Among other tech companies, Amazon too is going through the biggest slack offs in the company’s history right now, with an aim to as many as 10,000 jobs. One of the areas hit hardest is the Amazon Alexa voice assistant unit, which is seemingly falling out of favor at the e-commerce giant. This had been mentioned in a report from Business Insider, which details “the swift downfall of the voice assistant and Amazon’s larger hardware division.”

Being around for almost 10 years, Alexa has been a trailblazing voice assistant that was copied to some extent by Google and Apple. Alexa never managed to create an ongoing revenue stream, though, so Alexa doesn’t really make any monetary gains for the company.
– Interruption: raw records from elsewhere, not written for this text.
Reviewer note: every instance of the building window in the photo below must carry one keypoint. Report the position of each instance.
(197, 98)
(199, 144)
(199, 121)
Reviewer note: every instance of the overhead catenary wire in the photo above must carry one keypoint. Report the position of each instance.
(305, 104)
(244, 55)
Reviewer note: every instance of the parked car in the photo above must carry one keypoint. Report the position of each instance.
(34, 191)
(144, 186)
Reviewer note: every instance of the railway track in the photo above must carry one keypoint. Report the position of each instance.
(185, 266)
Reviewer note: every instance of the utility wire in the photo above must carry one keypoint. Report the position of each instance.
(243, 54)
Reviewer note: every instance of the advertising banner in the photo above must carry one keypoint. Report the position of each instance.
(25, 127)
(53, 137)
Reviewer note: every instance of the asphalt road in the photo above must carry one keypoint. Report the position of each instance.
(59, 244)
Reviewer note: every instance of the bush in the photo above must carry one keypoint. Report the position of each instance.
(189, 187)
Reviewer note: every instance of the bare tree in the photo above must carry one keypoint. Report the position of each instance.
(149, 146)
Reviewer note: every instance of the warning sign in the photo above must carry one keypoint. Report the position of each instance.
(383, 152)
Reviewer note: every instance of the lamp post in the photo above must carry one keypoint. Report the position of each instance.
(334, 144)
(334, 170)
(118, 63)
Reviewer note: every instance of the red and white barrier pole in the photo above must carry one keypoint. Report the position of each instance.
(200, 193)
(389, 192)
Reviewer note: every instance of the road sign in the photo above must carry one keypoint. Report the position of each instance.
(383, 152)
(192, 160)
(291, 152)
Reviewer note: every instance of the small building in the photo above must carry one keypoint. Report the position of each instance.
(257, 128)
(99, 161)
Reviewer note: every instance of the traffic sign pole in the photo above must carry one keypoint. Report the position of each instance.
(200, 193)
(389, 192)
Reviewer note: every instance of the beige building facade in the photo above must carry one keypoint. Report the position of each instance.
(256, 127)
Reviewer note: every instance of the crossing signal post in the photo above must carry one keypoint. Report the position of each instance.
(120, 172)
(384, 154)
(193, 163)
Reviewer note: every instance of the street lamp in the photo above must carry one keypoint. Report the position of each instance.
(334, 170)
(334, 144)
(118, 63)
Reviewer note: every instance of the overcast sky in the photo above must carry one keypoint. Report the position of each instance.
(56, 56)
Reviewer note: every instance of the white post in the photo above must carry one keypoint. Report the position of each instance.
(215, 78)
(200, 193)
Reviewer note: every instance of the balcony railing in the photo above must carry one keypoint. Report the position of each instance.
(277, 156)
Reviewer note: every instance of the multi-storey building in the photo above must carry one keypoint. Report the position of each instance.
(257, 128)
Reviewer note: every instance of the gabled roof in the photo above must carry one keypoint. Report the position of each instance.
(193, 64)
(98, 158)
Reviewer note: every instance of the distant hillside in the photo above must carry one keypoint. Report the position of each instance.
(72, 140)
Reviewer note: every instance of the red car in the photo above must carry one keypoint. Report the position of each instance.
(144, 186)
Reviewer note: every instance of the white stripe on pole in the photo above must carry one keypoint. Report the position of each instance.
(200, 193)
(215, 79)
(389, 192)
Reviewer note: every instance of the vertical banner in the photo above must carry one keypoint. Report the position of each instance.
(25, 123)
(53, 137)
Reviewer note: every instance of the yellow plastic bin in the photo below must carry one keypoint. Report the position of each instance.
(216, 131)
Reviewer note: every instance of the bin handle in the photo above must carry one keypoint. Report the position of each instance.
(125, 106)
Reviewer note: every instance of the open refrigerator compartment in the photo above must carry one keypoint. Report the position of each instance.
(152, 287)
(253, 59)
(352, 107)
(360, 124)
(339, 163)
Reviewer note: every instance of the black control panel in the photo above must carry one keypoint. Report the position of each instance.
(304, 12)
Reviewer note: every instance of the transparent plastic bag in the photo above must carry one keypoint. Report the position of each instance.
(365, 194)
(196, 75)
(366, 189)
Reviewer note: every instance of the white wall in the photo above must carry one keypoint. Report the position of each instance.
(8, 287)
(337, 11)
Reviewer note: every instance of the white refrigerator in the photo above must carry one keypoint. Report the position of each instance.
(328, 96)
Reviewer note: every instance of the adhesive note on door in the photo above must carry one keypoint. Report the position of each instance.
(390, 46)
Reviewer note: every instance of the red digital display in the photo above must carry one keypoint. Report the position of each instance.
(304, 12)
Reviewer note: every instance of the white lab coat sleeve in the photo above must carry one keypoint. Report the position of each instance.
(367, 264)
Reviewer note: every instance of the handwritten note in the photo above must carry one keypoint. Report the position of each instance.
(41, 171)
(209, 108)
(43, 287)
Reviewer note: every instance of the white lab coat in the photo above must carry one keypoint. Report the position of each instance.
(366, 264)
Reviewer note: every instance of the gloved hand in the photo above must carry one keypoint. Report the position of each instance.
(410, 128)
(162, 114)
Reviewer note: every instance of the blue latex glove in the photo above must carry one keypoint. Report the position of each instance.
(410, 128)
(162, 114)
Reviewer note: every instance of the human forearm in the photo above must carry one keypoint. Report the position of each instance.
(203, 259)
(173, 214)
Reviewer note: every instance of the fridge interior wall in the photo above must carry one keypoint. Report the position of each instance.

The Alexa division is part of the “Worldwide Digital” group along with Amazon Prime video, and Business Insider says that division lost $3 billion in just the first quarter of 2022, with “the vast majority” of the losses blamed on Alexa. That reflects double the losses of any other division, and the report mentions the hardware team is on its way to lose $10 billion by the end of this year.
The BI report surveyed “a dozen current and former employees on the company’s hardware team,” who described “a division in crisis.” Just like every plan to monetize Alexa has failed, with one former employee calling Alexa “a colossal failure of imagination,” and “a wasted opportunity.” This month’s layoffs are the end result of years of trying to turn things around. Alexa was given a huge importance at the company, back when it was said to be the “pet project” of former CEO Jeff Bezos. An all-hands crisis meeting took place in 2019 to try to turn the monetization problem around, but that was fruitless. By late 2019, Alexa saw a restricted hiring, and Bezos started to lose interest in the project around 2020. Of course, Amazon now has an entirely new CEO, Andy Jassy, who apparently is not as interested in protecting Alexa.

According to the report, Alexa’s Echo line is “best-selling items on Amazon, most of the devices sold at cost.” One internal document described the business model by saying, “We want to make money when people use our devices, not when they buy our devices.”
The report states that by the fourth four of the Alexa experiment, “Alexa was getting a billion interactions a week, but most of those conversations were trivial commands to play music or ask about the weather.” Those questions couldn’t be monetized.
Amazon also tried to initiate a partnership with brands like Dominos to buy a pizza or use Alexa to call an uber.The report says: “By 2020, the team stopped posting sales targets because of the lack of use.”